Researchers from the Okinawa Institute of Science and Technology Graduate University (OIST) have developed a system for treating wastewater from pig farming, making the industry more sustainable.
Okinawa, a subtropical island in Japan, has a widescale pig farming industry, with estimates suggesting there are over 225,000 pigs on the island. While the farms have a big impact on the island’s economy and culture, the sewage is an unpleasant by-product of the industry.
Across the island, large quantities of wastewater are produced by the pig farming industry. Now, researchers from the Biological Systems Unit at OIST have developed a new method for treating this wastewater, which has been effectively tested on a local pig farm in Okinawa.
“Our new system uses two different chambers,” explained Dr Anna Prokhorova, lead author of a paper recently published in Bioresource Technology. “In the one chamber, full strength swine wastewater is treated for the removal of odour, pathogens, and organic matter, whereas in the other chamber, excess nitrate and phosphate is removed from wastewater that has already been treated through the traditional aeration system. To the best of our knowledge, this is the first system to successfully treat two different types of wastewater at the same time.”
The typical aeration system presently used by farmers mainly treats organic matter in the wastewater and converts ammonium into nitrate but does not treat the nitrate further. In Japan, the nitrate discharge limit for the livestock industry is to be reduced to one fifth of the current level (which currently sits at 500 milligrams of nitrate-nitrogen per litre) to be in line with other industries. It is estimated that more than 35% of farms in Okinawa will surpass this imminent limit change.
“This is of huge concern because nitrate contamination can have disastrous impacts on both human health and the environment,” commented Dr Mami Kainuma, group leader in the Biological Systems Unit. “When nitrate is ingested by people, it is converted to nitrite, which impacts the bloods’ ability to carry oxygen and can lead to methemoglobinemia or blue baby syndrome.”
The newly developed method relies on a rich community of bacteria to start the process. In the first chamber – the anode chamber – the bacteria responded to the organic molecules present, releasing electrons in the process. Then, the electrons were transferred to the second chamber – the cathode chamber – through the electrodes. The cathode chamber included wastewater that previously went through the aeration process and consequently had elevated levels of nitrate.

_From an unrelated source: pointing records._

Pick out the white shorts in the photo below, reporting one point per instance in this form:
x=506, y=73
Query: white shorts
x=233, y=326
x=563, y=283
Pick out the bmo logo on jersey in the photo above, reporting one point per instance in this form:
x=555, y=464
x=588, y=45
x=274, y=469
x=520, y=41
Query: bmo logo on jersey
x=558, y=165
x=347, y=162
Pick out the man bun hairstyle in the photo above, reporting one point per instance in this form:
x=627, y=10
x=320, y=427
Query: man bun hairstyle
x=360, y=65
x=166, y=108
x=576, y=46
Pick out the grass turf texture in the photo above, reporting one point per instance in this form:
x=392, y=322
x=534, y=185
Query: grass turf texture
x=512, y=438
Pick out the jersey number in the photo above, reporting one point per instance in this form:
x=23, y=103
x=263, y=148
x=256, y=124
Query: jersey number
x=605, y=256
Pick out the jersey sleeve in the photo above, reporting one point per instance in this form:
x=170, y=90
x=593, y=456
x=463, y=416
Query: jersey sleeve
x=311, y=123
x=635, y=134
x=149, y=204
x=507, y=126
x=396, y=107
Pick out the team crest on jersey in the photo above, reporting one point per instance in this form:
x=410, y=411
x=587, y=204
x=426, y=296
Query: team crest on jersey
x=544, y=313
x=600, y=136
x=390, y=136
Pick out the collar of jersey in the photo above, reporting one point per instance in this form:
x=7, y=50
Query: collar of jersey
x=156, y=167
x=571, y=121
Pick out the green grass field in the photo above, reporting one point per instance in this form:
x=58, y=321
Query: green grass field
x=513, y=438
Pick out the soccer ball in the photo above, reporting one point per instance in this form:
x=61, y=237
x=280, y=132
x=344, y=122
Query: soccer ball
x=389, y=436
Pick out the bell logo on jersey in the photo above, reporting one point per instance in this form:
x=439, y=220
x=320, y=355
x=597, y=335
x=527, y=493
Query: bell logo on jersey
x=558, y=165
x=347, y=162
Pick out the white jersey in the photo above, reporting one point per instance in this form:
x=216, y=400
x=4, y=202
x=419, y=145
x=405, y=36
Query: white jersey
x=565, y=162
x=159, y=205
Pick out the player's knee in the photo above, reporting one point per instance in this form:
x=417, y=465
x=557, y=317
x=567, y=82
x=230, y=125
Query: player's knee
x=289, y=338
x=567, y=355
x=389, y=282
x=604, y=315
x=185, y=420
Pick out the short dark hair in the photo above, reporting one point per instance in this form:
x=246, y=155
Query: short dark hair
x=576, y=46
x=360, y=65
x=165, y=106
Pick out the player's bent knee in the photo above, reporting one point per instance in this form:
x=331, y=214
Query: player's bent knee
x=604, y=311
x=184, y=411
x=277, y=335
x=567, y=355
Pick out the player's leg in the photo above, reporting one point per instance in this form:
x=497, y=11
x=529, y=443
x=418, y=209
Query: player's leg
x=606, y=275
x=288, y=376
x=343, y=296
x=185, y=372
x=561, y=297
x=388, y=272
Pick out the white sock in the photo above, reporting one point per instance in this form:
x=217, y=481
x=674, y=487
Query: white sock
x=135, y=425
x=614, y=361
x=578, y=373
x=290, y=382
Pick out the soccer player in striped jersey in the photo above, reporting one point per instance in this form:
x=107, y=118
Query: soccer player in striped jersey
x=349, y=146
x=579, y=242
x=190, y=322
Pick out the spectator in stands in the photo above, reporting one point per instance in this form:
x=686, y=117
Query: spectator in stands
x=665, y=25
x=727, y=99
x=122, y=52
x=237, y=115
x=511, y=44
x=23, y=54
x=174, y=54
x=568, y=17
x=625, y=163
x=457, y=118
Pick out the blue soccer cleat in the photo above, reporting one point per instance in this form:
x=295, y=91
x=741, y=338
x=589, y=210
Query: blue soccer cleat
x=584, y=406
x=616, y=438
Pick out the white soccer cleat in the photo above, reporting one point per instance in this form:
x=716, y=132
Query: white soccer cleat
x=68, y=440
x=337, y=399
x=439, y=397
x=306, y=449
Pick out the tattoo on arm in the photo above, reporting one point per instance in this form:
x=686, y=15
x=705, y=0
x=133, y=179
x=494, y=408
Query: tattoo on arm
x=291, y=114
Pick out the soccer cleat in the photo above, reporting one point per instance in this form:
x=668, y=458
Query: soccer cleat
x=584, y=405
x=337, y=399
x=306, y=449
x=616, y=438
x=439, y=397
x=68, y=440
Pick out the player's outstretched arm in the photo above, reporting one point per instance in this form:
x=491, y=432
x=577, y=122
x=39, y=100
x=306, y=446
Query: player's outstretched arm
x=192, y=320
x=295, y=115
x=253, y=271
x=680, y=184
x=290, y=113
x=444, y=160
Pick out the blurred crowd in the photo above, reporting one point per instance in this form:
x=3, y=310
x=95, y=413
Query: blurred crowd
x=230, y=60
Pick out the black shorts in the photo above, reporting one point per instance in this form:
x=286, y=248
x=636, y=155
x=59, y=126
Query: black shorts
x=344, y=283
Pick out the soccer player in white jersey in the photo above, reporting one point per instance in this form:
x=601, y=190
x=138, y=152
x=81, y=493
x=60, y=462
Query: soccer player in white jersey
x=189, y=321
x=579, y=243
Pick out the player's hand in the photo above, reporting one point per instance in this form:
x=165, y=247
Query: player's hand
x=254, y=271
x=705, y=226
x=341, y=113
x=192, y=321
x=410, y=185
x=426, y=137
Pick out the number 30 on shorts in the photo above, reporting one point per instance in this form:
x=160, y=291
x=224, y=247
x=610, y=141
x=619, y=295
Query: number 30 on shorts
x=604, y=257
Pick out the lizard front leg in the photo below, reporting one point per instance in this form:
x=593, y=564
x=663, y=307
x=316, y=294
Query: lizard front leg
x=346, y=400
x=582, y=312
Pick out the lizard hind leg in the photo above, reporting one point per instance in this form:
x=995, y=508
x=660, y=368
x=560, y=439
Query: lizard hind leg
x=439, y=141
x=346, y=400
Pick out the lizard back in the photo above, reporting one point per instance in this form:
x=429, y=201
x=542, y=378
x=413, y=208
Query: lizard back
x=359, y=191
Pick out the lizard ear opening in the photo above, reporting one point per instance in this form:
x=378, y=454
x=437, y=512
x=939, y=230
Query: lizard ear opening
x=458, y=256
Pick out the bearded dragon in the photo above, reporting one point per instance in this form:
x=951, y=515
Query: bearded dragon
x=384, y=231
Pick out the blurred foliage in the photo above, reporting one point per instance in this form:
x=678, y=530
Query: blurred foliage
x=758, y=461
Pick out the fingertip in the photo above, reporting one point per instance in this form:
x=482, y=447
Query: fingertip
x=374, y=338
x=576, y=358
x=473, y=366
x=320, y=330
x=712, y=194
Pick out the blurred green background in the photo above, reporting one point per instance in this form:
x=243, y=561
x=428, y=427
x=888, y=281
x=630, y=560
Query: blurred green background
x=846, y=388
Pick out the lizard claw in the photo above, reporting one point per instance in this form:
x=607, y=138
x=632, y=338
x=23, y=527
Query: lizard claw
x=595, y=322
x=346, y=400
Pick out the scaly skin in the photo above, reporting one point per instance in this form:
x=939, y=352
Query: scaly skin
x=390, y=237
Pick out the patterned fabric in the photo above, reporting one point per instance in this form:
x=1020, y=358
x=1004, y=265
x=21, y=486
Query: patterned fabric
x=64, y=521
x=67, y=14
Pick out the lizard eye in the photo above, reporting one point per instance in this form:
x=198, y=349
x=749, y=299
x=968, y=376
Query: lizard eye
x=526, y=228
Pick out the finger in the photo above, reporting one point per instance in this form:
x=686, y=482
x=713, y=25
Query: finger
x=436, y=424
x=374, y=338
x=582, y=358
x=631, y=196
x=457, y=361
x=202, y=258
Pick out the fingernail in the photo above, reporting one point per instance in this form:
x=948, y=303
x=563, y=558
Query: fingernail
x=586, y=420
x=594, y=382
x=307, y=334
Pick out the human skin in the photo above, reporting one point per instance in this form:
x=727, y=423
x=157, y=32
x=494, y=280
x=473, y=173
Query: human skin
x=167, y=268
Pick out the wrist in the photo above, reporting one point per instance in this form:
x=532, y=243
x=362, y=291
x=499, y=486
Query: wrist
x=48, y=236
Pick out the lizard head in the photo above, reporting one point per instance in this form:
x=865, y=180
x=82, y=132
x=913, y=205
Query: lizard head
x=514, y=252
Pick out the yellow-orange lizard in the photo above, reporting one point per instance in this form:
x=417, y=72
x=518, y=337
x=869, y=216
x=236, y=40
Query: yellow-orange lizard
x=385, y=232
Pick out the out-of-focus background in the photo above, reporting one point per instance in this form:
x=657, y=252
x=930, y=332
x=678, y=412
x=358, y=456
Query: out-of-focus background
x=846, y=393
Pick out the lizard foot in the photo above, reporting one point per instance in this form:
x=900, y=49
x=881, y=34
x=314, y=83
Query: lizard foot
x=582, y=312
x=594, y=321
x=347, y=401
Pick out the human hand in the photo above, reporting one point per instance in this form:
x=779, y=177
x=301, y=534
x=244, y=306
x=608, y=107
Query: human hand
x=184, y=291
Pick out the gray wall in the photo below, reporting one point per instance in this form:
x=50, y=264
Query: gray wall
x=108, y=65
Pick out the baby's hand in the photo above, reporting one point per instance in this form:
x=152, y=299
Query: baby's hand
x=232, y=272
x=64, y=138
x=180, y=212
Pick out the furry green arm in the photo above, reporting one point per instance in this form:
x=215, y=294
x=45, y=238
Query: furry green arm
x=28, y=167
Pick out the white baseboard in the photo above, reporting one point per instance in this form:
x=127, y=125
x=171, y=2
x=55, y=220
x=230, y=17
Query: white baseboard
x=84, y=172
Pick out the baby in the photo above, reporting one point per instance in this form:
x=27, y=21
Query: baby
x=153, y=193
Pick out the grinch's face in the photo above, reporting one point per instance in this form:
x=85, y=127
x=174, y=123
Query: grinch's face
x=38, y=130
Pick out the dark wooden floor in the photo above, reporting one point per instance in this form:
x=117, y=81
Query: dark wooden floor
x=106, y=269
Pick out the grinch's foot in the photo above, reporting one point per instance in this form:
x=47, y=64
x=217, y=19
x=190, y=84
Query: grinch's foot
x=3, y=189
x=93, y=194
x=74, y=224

Bacteria on the surface of the cathode chamber accept these electrons and used them to power the conversion of nitrate to nitrogen gas. The benefit of this method is that the nitrate removal can happen in wastewater with low organic matter content, such as the already-aerated water.
After successful trails in the lab, the team took the experiment to a pig farm in Okinawa, where they could access the aeration tank and raw wastewater. This long-term experiment showed that the dominant nitrate-removing bacteria could receive electrons to grow.
During the treatment, their activity was accelerated by applied potential to the electrode in a range of -0.4V to -0.6V, which resulted in more effective treatment of the wastewater. Such bacterial communities grew by over 60% in total in the cathode chamber, exhibiting strong activity and resulting in a high rate of nitrate reduction.
An Additional benefit was that, as the organic matter and, in particular, the volatile fatty acids were degraded in raw wastewater, the smell was diminished, and the number of pathogens decreased.
“We’re very happy with the results so far. It’s much more efficient than we expected,” added Dr Prokhorova. “This system is scalable, low cost, easy to assemble, and low maintenance. We’re hopeful that, within the next few years, it will be utilised by farmers in Okinawa and other locations with similar issues, such as rural communities in mainland Japan and Southeast Asia.”